Decíamos cosas, usábamos palabras
para describir experiencias,
sin darnos cuenta del daño
que le hacíamos a la lengua.
Tomábamos galones de agua sucia
porque solo eran los adultos,
aquellos infames aburridos,
los que terminaban enfermos.
Caminábamos el doble, con piernas cortas,
para quejarnos el triple.
Pero nos aguantaban.
¿Para qué?
Éramos almas inocentes,
hasta que dejamos de serlo.
Y entonces estábamos
atrapados en cuerpos.
Éramos mentes capaces,
mentes que sabían lo que era
el sexo, la vida, la muerte.
Pero ay, cuidado, no hablemos
de esos temas frente a los niños.
Porque esos temas se tratan
a las espaldas de los niños,
porque esos temas son de adultos.
Y jugábamos a pintar realidades
que esos adultos no comprendían.
Usábamos palabras que esos adultos
jamás pudieron entender.
Porque esos temas
no hay que hablarlos frente a los adultos.

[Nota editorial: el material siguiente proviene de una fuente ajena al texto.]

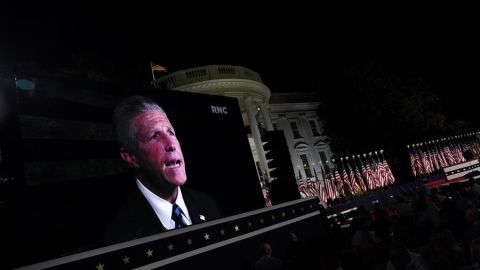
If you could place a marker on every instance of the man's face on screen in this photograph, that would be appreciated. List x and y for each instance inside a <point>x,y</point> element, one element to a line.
<point>158,151</point>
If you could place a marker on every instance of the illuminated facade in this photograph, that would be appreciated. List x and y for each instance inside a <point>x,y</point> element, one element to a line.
<point>261,111</point>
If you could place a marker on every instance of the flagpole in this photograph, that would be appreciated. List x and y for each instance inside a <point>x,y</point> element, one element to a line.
<point>151,69</point>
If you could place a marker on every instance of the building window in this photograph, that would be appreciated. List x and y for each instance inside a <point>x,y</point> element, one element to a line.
<point>306,166</point>
<point>323,157</point>
<point>296,133</point>
<point>313,125</point>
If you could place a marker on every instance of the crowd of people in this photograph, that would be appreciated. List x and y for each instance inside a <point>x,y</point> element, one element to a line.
<point>435,229</point>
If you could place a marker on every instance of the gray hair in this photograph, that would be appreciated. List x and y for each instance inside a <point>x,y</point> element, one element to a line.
<point>123,116</point>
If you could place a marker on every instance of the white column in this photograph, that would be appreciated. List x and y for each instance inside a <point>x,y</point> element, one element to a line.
<point>255,133</point>
<point>266,117</point>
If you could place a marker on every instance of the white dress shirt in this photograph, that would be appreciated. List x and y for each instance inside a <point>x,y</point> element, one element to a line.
<point>163,208</point>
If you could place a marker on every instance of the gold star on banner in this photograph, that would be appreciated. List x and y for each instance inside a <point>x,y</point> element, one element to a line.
<point>149,253</point>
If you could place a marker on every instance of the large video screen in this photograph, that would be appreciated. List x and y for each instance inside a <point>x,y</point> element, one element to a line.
<point>68,186</point>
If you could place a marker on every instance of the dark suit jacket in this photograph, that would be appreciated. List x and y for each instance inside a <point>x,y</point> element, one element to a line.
<point>136,218</point>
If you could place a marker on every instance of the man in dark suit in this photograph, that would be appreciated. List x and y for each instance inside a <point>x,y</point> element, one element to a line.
<point>158,202</point>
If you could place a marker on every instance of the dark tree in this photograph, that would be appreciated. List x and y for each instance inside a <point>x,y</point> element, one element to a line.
<point>370,109</point>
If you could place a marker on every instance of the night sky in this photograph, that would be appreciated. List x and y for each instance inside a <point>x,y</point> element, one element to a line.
<point>294,48</point>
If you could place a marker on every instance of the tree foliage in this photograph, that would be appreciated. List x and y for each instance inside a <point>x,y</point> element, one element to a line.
<point>370,109</point>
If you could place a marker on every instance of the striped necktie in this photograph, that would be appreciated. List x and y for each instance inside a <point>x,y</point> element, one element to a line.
<point>177,216</point>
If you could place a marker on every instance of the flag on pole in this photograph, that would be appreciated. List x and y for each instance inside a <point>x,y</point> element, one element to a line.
<point>155,67</point>
<point>158,68</point>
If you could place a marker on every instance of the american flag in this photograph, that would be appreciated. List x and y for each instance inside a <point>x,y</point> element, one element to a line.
<point>346,179</point>
<point>339,182</point>
<point>412,161</point>
<point>365,174</point>
<point>448,153</point>
<point>359,176</point>
<point>355,187</point>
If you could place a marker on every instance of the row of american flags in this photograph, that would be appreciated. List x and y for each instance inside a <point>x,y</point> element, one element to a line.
<point>348,176</point>
<point>428,158</point>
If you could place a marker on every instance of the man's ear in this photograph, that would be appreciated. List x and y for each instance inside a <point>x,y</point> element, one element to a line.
<point>129,158</point>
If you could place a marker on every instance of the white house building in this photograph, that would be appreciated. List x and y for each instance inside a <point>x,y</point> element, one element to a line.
<point>295,114</point>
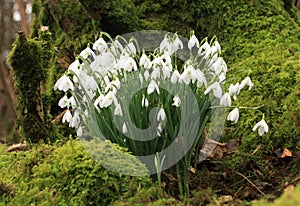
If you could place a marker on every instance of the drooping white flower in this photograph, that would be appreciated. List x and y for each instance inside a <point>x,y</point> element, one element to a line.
<point>108,99</point>
<point>177,44</point>
<point>118,110</point>
<point>67,117</point>
<point>74,66</point>
<point>234,90</point>
<point>205,49</point>
<point>225,100</point>
<point>262,127</point>
<point>233,115</point>
<point>161,115</point>
<point>216,89</point>
<point>217,46</point>
<point>189,75</point>
<point>192,42</point>
<point>217,66</point>
<point>99,101</point>
<point>167,68</point>
<point>176,101</point>
<point>145,61</point>
<point>79,132</point>
<point>166,45</point>
<point>155,73</point>
<point>124,128</point>
<point>175,77</point>
<point>100,45</point>
<point>146,75</point>
<point>145,102</point>
<point>152,86</point>
<point>63,102</point>
<point>222,76</point>
<point>159,129</point>
<point>87,52</point>
<point>200,78</point>
<point>64,84</point>
<point>130,65</point>
<point>247,81</point>
<point>130,49</point>
<point>75,120</point>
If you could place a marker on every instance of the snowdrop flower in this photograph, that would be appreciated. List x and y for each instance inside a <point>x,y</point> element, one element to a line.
<point>216,88</point>
<point>192,42</point>
<point>74,66</point>
<point>79,132</point>
<point>222,77</point>
<point>200,78</point>
<point>166,70</point>
<point>247,81</point>
<point>146,75</point>
<point>75,120</point>
<point>86,53</point>
<point>63,102</point>
<point>100,45</point>
<point>217,66</point>
<point>175,77</point>
<point>225,100</point>
<point>161,115</point>
<point>217,46</point>
<point>176,101</point>
<point>118,110</point>
<point>204,49</point>
<point>72,101</point>
<point>152,86</point>
<point>188,75</point>
<point>130,49</point>
<point>64,84</point>
<point>67,117</point>
<point>124,128</point>
<point>108,99</point>
<point>145,61</point>
<point>234,115</point>
<point>234,90</point>
<point>262,127</point>
<point>177,44</point>
<point>159,130</point>
<point>99,101</point>
<point>130,65</point>
<point>145,102</point>
<point>165,45</point>
<point>155,73</point>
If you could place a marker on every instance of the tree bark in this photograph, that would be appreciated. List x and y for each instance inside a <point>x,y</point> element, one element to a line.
<point>24,19</point>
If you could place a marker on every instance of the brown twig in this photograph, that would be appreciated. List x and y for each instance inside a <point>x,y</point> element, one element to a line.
<point>261,192</point>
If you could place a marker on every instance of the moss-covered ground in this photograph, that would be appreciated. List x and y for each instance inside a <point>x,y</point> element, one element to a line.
<point>259,38</point>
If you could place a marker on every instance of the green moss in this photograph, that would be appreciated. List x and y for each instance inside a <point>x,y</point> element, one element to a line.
<point>62,175</point>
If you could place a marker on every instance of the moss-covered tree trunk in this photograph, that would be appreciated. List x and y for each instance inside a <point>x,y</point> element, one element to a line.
<point>29,61</point>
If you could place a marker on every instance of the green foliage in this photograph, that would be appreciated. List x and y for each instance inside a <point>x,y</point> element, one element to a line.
<point>62,175</point>
<point>29,61</point>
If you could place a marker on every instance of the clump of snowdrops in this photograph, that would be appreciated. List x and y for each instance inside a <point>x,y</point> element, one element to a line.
<point>149,101</point>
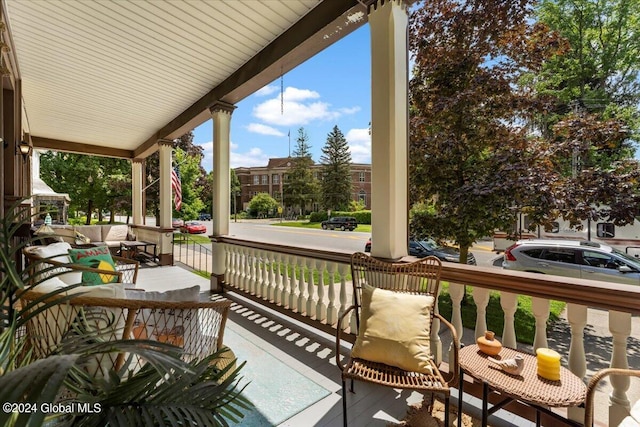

La paz, el amor, la honestidad.
Todos esos temas eran nuestros.
Hacíamos carreras con el tiempo.
Perdíamos momentos para crear
experiencias de vida y sentíamos
que esa esperanza no se acabaría.
Hasta que se acabó. Porque todo
lo que es bueno tiene un final.
La infancia no se salvó.
La infancia jamás se salvará.
Eso dicen los adultos ahora.
No notan que es su incompetencia
lo que termina por matar
al infante que llevan dentro.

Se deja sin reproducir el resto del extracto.